Na een gedegen voorbereiding in Nederland begint de meerdaagse-solo-run in Ronda met als volgende bestemming het witte dorpje genaamd Olvera. De start is lastig. Bij de plaza de toros (arena) is de start. Zoekend naar de juiste richting Ronda te verlaten is een uitdaging. Ronda bestaat uit een oud en nieuw gedeelte. Tussen deze twee gedeeltes ligt een diepe, indrukwekkende kloof waarover drie bruggen liggen. Een Romeinse, Moorse en een nieuwere brug alhoewel nieuwere een betrekkelijke begrip is. Deze is iets meer dan tweehonderd jaar oud. De Moorse invloeden zijn alom te bewonderen. De pracht vergezichten laten je een indrukwekkend bergachtig achterland zien. Tevens kan je de Arabische ommuring en de paleizen bewonderen.
Uiteindelijk ligt de focus op de eerste afslag richting Olvera. Gelukkig kan de directe omgeving van de arena verlaten worden omdat deze laffe (de verliezer tijdens het stierenvechten staat bij deze ongelijke strijd bij voorbaat vast) “sport” verboden mag c.q. moet worden. Op t.v. besteden ze in Andalusië veel aandacht aan dit gebeuren maar het is te walgelijk om er echt van te kunnen genieten. De geluiden vanuit Barcelona zijn hoopvol: stoppen, maar of de locals dit zomaar accepteren?

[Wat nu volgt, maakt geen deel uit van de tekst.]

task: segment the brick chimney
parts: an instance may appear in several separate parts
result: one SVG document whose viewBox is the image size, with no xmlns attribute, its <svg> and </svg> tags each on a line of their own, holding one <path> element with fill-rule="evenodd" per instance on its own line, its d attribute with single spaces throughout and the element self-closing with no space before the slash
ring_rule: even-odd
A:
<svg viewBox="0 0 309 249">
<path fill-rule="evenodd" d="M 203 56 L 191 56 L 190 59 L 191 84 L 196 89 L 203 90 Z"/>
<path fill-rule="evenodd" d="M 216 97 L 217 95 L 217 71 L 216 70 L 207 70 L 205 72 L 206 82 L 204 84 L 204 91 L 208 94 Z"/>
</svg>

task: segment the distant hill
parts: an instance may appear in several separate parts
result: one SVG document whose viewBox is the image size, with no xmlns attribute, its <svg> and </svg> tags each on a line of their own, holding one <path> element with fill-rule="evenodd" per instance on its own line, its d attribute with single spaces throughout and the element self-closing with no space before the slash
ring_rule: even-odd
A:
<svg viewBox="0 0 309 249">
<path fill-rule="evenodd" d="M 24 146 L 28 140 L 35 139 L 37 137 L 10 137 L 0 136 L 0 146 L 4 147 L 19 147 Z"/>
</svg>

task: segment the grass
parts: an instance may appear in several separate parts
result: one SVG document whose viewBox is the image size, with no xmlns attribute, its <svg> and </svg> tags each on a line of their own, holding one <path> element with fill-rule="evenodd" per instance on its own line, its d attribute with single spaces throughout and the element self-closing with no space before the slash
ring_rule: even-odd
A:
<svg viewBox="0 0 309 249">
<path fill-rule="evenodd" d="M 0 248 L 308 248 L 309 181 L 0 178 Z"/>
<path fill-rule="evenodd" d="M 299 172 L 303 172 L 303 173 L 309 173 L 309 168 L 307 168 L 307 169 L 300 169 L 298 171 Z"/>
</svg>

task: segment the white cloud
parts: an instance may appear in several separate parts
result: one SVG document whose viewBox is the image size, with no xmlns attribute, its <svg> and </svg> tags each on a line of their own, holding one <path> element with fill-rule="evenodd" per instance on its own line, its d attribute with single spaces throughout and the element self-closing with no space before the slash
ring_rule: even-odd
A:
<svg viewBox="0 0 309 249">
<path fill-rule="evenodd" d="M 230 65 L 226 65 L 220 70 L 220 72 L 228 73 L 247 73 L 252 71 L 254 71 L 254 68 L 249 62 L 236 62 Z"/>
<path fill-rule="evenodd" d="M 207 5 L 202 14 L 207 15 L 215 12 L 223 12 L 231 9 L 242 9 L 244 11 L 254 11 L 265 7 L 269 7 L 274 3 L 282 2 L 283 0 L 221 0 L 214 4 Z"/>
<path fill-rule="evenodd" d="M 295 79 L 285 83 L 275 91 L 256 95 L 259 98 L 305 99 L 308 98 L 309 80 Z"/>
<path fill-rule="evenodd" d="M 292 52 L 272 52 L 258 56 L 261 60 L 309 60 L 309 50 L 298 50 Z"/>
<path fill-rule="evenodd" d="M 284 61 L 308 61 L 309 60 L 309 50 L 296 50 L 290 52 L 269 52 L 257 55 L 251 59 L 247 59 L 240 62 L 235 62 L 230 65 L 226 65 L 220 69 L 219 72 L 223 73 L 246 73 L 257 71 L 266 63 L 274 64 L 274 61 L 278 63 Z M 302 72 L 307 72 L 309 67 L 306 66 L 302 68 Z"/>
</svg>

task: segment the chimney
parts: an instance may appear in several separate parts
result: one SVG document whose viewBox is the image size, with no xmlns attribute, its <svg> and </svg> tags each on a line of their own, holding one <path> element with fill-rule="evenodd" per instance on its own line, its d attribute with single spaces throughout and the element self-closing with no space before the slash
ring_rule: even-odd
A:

Van Ronda naar Olvera is iets meer dan dertig kilometer. Een mooie tocht alhoewel gedurende de eerste 7,5 kilometer redelijk veel gemotoriseerd verkeer aanwezig is. Beseffend dat er geen echte hardloopcultuur aanwezig is ter plekke … Na een groot uur wordt de provinciegrens Málaga – Cadiz overschreden. In Setenil de las Bodegas, een echt miniscuul dorpje, is het eerste hoogtepunt. Het dorpje ligt in een kloof. Echt in één woord geweldig. Rennend onder een overhangende rots waaronder zich rotswoningen en een plaatselijke markt bevinden, het is gaaf. De rotswoningen worden zelfs nog bewoond.
Na het dorpje achtergelaten te hebben, vraagt een Spaans stel de weg maar een kaaskop is toch wel te onderscheiden van een real Spanjaard? De laatste vijf kilometer zijn een lange klim naar Olvera. Het dorpje is natuurlijk wit en ligt in een diepe siësta.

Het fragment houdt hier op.